Fides News Agency identified the children as 6–year-old Saman, 4-year-old Sania, and 18-month-old Poonam. While the children are living with their maternal grandfather, there are five different applications that have been lodged at the Court of Lahore demanding custody.
Those applying to take the children are Mukhtar Masih, the grandfather; maternal uncle Yasin Masih; paternal uncle Iqbal Masih; the Legal Evangelical Association Development organization led by Christian lawyer Sardar Mushtaq Gill; as well as the nonprofit Child Protection and Welfare Bureau.
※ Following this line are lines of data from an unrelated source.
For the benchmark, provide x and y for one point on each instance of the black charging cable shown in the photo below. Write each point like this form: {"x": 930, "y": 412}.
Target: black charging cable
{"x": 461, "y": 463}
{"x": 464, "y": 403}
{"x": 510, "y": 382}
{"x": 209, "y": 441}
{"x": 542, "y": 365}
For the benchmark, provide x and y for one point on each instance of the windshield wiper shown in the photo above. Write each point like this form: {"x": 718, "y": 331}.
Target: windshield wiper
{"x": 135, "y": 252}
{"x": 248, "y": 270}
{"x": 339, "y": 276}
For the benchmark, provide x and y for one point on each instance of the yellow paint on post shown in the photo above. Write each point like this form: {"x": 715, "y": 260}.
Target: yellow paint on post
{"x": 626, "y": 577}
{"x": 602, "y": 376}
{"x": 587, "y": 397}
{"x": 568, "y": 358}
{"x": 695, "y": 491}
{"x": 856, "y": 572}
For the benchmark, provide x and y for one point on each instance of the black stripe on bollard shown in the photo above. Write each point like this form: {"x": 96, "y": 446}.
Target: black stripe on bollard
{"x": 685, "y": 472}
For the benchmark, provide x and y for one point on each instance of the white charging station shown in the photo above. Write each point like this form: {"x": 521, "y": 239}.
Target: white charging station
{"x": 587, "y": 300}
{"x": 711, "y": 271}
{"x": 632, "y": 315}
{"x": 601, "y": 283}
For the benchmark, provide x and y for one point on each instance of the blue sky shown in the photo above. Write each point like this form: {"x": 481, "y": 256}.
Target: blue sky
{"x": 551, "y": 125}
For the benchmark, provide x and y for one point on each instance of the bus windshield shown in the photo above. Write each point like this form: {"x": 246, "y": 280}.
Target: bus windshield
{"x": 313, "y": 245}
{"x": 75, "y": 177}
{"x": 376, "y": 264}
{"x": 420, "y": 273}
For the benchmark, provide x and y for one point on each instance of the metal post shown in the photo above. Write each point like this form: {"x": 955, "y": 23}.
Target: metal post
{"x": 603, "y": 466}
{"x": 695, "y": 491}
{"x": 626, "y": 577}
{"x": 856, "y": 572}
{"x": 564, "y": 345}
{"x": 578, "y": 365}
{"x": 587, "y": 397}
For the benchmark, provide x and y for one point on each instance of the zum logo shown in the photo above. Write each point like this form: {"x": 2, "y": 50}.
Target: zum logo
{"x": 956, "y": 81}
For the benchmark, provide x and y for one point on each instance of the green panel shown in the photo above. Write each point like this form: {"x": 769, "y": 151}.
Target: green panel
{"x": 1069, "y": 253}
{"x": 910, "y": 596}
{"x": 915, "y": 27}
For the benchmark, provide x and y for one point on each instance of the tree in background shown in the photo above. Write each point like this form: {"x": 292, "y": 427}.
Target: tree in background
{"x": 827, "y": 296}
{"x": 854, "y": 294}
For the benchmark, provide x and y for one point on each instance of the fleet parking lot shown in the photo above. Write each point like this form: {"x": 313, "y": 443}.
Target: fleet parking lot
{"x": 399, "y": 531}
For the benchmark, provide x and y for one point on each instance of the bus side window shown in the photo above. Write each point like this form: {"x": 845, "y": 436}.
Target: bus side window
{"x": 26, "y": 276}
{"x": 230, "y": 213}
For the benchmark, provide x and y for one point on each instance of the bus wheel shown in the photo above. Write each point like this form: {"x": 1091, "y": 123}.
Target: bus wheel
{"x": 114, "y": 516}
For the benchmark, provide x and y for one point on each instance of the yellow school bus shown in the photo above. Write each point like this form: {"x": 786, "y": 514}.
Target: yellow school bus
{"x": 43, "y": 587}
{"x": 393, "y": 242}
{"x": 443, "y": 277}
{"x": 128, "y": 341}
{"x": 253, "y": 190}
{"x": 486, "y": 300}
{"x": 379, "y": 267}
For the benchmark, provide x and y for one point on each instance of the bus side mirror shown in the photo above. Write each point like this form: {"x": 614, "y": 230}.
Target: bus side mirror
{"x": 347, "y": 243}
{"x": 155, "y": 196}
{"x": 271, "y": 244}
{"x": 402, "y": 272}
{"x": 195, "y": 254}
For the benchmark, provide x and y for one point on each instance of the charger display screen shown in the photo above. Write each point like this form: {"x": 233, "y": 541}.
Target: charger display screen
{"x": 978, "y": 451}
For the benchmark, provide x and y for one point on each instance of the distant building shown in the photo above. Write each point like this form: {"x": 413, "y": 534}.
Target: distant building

The children's parents were attacked by a violent mob in November allegedly for burning a copy of the Islamic holy book and throwing it away. Accused of committing blasphemy, Shama and Shahzad Masih were murdered, and their bodies were cremated.
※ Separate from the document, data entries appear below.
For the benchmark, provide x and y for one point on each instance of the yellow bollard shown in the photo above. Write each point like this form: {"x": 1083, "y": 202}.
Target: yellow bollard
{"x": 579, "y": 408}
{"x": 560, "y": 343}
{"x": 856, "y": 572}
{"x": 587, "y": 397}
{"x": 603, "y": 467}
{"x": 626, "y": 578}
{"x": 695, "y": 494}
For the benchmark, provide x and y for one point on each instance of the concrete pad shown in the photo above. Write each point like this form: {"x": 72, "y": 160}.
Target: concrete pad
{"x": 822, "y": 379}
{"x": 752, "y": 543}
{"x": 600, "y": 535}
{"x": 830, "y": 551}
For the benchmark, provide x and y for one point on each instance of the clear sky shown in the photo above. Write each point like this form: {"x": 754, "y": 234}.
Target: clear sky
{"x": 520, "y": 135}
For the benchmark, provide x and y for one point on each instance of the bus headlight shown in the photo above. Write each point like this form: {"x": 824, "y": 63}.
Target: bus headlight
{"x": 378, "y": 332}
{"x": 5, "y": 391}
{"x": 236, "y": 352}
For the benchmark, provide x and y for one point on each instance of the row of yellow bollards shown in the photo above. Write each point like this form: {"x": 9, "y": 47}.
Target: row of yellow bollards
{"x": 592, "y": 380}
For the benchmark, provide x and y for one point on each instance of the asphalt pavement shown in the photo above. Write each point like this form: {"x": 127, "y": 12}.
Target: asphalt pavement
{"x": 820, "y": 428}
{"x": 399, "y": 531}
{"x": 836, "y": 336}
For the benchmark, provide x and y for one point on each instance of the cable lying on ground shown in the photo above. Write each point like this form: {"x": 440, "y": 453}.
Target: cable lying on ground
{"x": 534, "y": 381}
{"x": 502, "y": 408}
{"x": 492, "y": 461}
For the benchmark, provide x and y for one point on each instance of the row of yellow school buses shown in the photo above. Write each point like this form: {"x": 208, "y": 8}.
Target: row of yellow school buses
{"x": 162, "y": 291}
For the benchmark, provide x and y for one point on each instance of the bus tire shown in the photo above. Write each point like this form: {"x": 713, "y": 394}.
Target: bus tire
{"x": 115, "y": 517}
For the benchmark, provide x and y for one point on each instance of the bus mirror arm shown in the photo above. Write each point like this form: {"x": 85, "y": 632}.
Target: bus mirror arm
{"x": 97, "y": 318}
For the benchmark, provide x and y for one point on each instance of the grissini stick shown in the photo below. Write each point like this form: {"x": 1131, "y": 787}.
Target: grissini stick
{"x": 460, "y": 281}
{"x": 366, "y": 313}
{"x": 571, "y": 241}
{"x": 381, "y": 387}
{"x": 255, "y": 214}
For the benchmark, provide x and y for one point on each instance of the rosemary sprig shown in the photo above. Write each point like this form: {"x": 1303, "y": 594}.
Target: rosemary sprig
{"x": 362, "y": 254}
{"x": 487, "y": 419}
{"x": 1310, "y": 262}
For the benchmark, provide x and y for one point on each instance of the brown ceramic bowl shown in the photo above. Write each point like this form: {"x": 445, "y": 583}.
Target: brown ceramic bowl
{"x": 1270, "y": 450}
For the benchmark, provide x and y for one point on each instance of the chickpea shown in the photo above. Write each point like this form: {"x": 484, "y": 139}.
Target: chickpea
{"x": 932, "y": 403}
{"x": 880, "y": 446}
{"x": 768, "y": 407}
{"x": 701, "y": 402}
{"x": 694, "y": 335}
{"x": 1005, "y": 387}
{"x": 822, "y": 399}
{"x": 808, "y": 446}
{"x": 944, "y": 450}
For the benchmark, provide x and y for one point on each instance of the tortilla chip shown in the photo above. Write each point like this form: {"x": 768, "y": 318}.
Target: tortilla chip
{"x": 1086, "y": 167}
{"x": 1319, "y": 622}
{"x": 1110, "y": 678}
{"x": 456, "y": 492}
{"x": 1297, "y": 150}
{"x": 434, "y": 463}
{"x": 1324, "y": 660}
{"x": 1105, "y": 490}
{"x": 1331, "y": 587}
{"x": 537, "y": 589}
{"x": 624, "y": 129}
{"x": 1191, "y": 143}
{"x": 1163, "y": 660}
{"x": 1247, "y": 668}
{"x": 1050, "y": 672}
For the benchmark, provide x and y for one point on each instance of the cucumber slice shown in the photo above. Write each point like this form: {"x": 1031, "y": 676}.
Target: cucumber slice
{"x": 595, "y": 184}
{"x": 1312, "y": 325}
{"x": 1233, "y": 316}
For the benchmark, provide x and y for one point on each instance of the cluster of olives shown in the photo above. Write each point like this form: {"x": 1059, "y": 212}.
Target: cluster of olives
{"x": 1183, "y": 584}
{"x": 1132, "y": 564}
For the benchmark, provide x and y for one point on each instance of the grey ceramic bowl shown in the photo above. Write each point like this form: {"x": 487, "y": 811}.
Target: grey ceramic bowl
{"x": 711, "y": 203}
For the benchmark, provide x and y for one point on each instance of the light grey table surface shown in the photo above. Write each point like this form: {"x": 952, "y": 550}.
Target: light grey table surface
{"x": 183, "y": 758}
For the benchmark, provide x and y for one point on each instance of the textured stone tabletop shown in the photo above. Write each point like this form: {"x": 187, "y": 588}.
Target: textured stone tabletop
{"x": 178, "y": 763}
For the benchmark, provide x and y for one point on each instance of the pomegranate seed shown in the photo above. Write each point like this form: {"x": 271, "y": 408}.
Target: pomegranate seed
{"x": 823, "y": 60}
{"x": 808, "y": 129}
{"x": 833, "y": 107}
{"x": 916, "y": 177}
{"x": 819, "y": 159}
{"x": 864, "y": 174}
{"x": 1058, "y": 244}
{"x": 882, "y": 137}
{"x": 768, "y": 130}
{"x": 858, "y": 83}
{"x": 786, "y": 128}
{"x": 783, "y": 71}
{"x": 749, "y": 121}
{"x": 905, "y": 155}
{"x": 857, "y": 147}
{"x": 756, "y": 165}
Although the Muslim Pakistan government punishes people for blasphemy offenses, it has spoken out against mob attacks, and condemned citizens taking justice into their own hands. At least 44 people were arrested in the aftermath of the murder, though the police chief from Kot Radha Koshan in Punjab province argued that no sectarian group or religious outfit in particular was responsible for the attack.
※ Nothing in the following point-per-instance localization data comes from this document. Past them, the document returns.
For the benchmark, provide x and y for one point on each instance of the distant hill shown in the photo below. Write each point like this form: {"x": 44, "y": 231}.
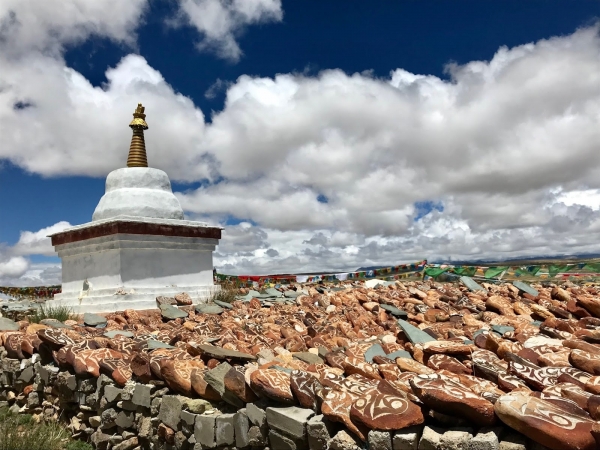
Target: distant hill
{"x": 524, "y": 260}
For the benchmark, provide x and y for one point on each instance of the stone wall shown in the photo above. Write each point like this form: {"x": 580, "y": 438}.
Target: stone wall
{"x": 150, "y": 416}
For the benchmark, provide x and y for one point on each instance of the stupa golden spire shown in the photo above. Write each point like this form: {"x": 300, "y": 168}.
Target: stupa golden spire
{"x": 137, "y": 149}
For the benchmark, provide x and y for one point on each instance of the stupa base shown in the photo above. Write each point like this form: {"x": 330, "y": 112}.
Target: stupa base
{"x": 112, "y": 300}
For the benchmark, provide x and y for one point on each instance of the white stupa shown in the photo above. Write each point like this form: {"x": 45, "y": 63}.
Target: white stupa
{"x": 138, "y": 245}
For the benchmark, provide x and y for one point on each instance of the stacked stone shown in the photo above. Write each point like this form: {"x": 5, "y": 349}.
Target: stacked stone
{"x": 402, "y": 365}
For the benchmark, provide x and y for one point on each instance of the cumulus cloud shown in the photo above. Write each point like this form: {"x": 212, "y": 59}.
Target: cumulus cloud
{"x": 337, "y": 170}
{"x": 219, "y": 22}
{"x": 27, "y": 25}
{"x": 38, "y": 242}
{"x": 16, "y": 267}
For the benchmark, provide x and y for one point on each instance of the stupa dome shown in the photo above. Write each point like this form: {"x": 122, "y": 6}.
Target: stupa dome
{"x": 138, "y": 192}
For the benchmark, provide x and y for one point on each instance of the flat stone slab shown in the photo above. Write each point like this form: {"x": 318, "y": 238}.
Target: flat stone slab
{"x": 373, "y": 282}
{"x": 291, "y": 420}
{"x": 54, "y": 323}
{"x": 223, "y": 304}
{"x": 501, "y": 329}
{"x": 172, "y": 312}
{"x": 223, "y": 353}
{"x": 114, "y": 333}
{"x": 399, "y": 354}
{"x": 8, "y": 325}
{"x": 524, "y": 287}
{"x": 153, "y": 344}
{"x": 274, "y": 292}
{"x": 414, "y": 335}
{"x": 397, "y": 312}
{"x": 472, "y": 284}
{"x": 374, "y": 350}
{"x": 308, "y": 357}
{"x": 209, "y": 308}
{"x": 93, "y": 320}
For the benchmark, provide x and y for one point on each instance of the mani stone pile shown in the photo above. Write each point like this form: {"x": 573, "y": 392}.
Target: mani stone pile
{"x": 402, "y": 365}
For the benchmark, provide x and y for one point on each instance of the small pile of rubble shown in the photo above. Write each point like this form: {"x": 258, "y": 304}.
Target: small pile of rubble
{"x": 396, "y": 366}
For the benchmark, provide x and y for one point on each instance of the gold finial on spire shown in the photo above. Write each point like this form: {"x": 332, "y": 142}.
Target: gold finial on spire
{"x": 137, "y": 149}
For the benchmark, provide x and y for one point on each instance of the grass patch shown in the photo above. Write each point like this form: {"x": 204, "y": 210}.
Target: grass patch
{"x": 20, "y": 432}
{"x": 225, "y": 294}
{"x": 60, "y": 313}
{"x": 79, "y": 445}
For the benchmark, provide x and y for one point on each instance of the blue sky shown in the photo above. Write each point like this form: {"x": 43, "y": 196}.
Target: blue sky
{"x": 373, "y": 133}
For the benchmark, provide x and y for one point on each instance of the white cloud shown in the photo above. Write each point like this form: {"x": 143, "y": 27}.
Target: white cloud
{"x": 17, "y": 269}
{"x": 508, "y": 147}
{"x": 221, "y": 21}
{"x": 50, "y": 24}
{"x": 38, "y": 242}
{"x": 13, "y": 267}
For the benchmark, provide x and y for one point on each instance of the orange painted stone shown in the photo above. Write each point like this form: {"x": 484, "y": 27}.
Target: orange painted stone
{"x": 449, "y": 397}
{"x": 380, "y": 411}
{"x": 545, "y": 422}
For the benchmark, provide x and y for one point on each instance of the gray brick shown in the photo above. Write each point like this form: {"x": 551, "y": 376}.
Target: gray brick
{"x": 170, "y": 411}
{"x": 320, "y": 431}
{"x": 381, "y": 440}
{"x": 407, "y": 439}
{"x": 241, "y": 425}
{"x": 291, "y": 420}
{"x": 224, "y": 431}
{"x": 204, "y": 431}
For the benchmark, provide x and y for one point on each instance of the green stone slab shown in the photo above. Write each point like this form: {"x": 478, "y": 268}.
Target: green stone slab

Several persecution watchdog groups spoke out against the attack, with International Christian Concern Regional Manager Todd Daniels stating at the time: "The brutal killing of Shahzad and Shama once again highlights the extreme danger of religious fanaticism that Christians in Pakistan face on a regular basis. The accusation of blasphemy can be used for any dispute and can often prove deadly as it did today, inciting a mob to brutally murder this young couple."
Christians experienced several attacks over blasphemy charges in Pakistan in 2014. Another famous case concerns Christian mother-of-five Asia Bibi, whose death sentence for blasphemy was upheld by the senior court in October.
The Prime Minister of Punjab, Shahbaz Sharif, has promised to take care of the orphaned children, providing them with free healthcare and education. The family has also received compensation of 10 acres of land and 5 million rupees, or close to $50,000.
Gill has argued that the children need to be raised in a Christian home.
"If the three were assigned to LEAD the children would be brought up in a Christian environment, as is their right," the lawyer said.
The hearing in the custody case is scheduled for Feb. 6.